Vigneronnes et sommelières, ces femmes qui subliment le vin
Musique, arts plastiques, littérature… L’heure est à la réécriture d’une histoire de la création intégrant les talents féminins. La dive bouteille n’échappe pas à cette lame de fond: un nouveau récit s’impose.
« Paris 1978, dans une industrie musicale à prédominance masculine, Ana utilise de nouvelles machines électroniques pour se faire entendre, créant ainsi un son qui marquera les décennies à venir : la musique du Futur. » Tel est le synopsis du… Choc du futur, un film sorti en France au mois de juin dernier – hélas, il n’est pas encore programmé en Belgique. On le doit à Marc Collin, compositeur et producteur français bien connu pour le projet musical Nouvelle Vague basé sur des reprises de classiques de la new wave. Emmené par l’actrice Alma Jodorowsky et honoré de la présence de Clara Luciani, le long-métrage se découvre comme une fable sur la musique électronique. Pas de fable sans morale, Collin a utilisé ce scénario d’une femme qui inventerait la musique électronique à l’aube des années 80 pour rendre hommage à toutes celles que l’histoire, la vraie, a précipité aux oubliettes.
Il est plus que temps de souligner l’importance des femmes dans les processus créatifs.
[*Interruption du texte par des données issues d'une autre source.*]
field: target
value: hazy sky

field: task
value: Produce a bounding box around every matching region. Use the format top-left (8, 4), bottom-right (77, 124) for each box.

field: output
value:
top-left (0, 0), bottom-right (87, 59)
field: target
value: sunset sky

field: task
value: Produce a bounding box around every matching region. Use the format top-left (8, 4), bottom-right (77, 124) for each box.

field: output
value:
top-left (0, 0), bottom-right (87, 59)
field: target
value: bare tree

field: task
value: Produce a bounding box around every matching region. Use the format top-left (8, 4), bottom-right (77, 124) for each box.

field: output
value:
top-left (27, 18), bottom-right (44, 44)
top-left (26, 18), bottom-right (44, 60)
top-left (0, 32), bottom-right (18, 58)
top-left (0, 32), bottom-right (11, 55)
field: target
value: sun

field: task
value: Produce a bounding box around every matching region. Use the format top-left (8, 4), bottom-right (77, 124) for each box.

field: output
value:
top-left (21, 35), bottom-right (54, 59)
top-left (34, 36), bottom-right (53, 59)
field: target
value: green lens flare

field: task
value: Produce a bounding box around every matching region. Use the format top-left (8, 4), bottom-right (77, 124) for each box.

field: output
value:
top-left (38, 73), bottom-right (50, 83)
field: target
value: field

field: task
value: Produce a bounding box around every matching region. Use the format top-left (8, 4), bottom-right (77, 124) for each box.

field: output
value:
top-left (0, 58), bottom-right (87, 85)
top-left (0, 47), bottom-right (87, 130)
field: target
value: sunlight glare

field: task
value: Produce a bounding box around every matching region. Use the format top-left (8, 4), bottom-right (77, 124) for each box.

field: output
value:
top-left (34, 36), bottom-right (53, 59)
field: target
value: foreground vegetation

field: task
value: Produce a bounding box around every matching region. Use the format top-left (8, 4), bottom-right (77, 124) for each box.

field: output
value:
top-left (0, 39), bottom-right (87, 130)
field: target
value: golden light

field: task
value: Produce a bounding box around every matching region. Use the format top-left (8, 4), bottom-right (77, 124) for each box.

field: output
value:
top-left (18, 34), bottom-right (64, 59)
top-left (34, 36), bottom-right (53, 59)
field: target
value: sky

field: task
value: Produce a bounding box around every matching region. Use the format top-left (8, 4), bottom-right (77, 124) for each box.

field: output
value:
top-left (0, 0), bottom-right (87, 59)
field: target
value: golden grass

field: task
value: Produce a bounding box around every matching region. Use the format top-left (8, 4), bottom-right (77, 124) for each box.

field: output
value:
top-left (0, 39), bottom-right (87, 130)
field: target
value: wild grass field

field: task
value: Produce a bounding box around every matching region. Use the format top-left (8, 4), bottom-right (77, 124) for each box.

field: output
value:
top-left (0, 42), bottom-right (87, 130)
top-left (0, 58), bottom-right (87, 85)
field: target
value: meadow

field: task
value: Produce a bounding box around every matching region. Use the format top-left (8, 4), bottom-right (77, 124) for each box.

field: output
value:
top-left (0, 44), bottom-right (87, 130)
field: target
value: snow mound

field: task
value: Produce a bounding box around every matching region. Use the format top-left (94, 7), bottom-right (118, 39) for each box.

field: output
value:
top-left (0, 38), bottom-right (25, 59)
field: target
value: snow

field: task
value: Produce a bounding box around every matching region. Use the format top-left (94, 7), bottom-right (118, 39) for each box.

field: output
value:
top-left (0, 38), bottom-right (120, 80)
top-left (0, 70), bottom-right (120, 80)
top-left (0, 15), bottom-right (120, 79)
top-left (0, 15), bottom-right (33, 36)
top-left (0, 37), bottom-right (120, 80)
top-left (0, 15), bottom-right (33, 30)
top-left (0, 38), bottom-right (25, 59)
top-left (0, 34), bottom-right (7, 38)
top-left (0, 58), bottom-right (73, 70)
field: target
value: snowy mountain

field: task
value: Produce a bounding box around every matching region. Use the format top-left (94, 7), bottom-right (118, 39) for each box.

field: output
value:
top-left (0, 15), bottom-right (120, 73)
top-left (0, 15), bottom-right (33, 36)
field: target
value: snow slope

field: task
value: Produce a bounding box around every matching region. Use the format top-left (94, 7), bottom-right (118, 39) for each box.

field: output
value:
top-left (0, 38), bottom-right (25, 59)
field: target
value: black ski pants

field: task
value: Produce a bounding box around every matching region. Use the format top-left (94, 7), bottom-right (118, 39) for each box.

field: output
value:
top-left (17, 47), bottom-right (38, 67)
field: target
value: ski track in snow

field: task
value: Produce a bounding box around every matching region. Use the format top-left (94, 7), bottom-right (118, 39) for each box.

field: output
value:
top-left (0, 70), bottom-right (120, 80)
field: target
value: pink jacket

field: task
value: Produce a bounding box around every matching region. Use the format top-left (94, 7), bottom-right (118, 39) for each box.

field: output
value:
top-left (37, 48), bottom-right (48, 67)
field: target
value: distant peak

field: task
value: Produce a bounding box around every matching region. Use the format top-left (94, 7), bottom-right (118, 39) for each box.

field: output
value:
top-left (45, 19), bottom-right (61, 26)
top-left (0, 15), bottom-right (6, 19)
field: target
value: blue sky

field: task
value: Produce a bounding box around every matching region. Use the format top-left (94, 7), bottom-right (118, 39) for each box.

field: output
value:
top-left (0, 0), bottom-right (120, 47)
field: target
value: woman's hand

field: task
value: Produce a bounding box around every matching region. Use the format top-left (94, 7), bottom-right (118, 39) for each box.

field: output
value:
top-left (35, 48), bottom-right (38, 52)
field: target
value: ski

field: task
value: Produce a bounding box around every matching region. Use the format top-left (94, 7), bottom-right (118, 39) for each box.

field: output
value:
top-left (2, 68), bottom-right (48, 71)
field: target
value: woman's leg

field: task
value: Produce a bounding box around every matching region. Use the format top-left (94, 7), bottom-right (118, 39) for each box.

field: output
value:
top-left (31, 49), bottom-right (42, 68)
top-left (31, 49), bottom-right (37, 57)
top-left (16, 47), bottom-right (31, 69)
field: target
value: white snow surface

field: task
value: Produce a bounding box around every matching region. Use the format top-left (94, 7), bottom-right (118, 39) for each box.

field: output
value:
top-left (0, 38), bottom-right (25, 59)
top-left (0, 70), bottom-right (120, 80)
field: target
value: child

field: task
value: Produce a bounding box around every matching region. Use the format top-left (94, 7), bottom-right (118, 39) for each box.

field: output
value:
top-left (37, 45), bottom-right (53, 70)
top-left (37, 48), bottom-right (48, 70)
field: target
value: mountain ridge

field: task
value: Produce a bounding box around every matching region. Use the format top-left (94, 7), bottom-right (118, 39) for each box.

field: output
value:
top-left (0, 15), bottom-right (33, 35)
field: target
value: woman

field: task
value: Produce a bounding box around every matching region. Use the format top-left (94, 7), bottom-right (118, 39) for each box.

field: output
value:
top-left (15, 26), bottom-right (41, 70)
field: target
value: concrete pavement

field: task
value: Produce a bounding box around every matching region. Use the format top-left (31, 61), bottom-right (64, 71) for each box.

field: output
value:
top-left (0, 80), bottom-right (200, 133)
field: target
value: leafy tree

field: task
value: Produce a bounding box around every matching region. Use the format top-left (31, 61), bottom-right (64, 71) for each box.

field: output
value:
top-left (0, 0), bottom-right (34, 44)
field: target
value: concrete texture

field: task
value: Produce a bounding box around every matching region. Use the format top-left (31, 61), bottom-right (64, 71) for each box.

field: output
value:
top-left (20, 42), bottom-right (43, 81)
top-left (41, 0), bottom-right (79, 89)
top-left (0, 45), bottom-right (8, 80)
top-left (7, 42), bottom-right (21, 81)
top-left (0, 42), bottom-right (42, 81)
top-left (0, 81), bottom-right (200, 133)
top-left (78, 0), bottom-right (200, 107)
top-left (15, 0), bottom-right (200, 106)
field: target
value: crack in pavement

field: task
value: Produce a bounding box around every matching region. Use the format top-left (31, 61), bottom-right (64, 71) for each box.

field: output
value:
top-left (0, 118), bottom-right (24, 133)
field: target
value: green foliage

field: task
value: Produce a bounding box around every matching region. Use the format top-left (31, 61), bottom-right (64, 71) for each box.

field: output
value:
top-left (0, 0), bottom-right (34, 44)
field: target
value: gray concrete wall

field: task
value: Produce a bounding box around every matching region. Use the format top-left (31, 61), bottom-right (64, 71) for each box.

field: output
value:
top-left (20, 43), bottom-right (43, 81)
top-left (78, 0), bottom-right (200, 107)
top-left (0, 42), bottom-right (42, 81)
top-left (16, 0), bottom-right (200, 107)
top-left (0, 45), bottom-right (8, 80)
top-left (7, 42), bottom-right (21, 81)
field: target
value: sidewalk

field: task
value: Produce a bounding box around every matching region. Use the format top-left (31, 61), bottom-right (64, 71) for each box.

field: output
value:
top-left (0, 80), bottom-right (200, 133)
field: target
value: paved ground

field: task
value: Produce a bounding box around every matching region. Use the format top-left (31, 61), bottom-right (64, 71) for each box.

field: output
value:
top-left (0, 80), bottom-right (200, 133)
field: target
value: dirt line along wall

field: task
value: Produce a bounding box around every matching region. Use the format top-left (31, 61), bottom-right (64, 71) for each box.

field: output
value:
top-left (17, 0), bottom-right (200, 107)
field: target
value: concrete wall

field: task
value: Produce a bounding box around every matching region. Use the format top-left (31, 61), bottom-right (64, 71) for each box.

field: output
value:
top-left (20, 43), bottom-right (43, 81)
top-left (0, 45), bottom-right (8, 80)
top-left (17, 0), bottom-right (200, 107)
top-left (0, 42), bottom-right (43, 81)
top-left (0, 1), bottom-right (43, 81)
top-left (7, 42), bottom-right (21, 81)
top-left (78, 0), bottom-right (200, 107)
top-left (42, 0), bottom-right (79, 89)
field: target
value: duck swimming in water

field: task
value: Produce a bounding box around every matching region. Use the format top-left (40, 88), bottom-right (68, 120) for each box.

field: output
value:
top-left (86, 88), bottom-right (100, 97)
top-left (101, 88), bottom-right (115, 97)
De fait, qui se souvient de ces pionnières qui ont fait évoluer le rock vers la « synth pop »? Tout le monde connaît Jean-Michel Jarre, mais qui identifie Eliane Radigue, première à transporter de New York à Paris un ARP 2500, du nom de ce synthétiseur modulaire mythique? Face à cet oubli, et d’autres, le film de Collin est emblématique d’un courant qui entend fissurer le récit masculin officiel. Embarrassé par cette façon de réécrire le passé? Il va falloir s’y habituer car la contre-histoire qui rend justice est devenue un genre prisé. Les arts plastiques ne s’en privent pas. Il suffit de jeter un oeil aux dernières grandes expositions – de la Tate Modern (Anni Albers) à la Hayward Gallery (Lee Krasner, le pendant féminin de Jackson Pollock) à Londres, en passant par Paula Rego ou Sheila Hicks à Paris – pour comprendre que les institutions misent sur la réinsertion d’artistes femmes dans les circuits de la visibilité. De la bonne conscience que ce rétro-féminisme, pensez-vous? Pas vraiment, l’hommage se justifie avant tout par un besoin de vérité historique. Il est plus que temps de souligner l’importance des femmes dans les processus créatifs.
Femmes de vignerons?
Il est intéressant de constater, nul hasard là-dedans, que ce qui vaut pour la culture est également pertinent en termes de viticulture. Auteure, caviste et journaliste pour Le Vif/L’Express, Sandrine Goeyvaerts (38 ans) vient de publier le premier guide consacré aux vigneronnes (*) de France. L’argumentaire ne laisse planer aucun doute: « Longtemps restées dans l’ombre de leur vigneron de père/mari/frère/cousin (rayez la mention inutile) – quand elles n’étaient pas tout simplement écartées du domaine – les femmes sont désormais incontournables. Souvent moins médiatisées que leurs confrères, notamment lorsqu’elles leur sont associées, elles sont pourtant présentes partout dans le vignoble français. » Examiné à la lueur de notre détour introductif, l’histoire que brosse celle qui préside également Women Do Wine, une association visant à promouvoir la place de ses paires dans les métiers du vin, possède un goût amer de déjà-vu. Elle analyse: « Longtemps, l’unité de production agricole était liée à la famille. Cela suit la logique des successions de père en fils. L’héritier était sommé de se trouver une épouse rapido: non seulement une mère pour ses enfants mais aussi une conjointe-aidante. Les femmes n’étaient pas des vigneronnes mais des femmes de vignerons. Ces épousées, au statut souvent précaire, apportaient parfois avec leur dot terres et carnets d’adresses, et fournissaient, en outre, un travail souvent non officiel, non rétribué, avec toutes les contraintes qui s’en suivent: pas de couverture sociale, pas de droit au chômage ou à la retraite. » Quand il est question de pressurage, on peut faire confiance aux mâles du vin. Du coup, les laissées-pour-compte sur les bas-côtés de l’histoire viticole se ramassent à la pelle. Sandrine Goeyvaerts de poursuivre: « Au cours de la réalisation de mon livre, elles sont revenues souvent dans mes conversations vigneronnes, les mères, les grands-mères, qui, sans avoir toujours eu leur nom sur la bouteille, ont participé dans l’ombre à l’essor et au maintien des domaines. »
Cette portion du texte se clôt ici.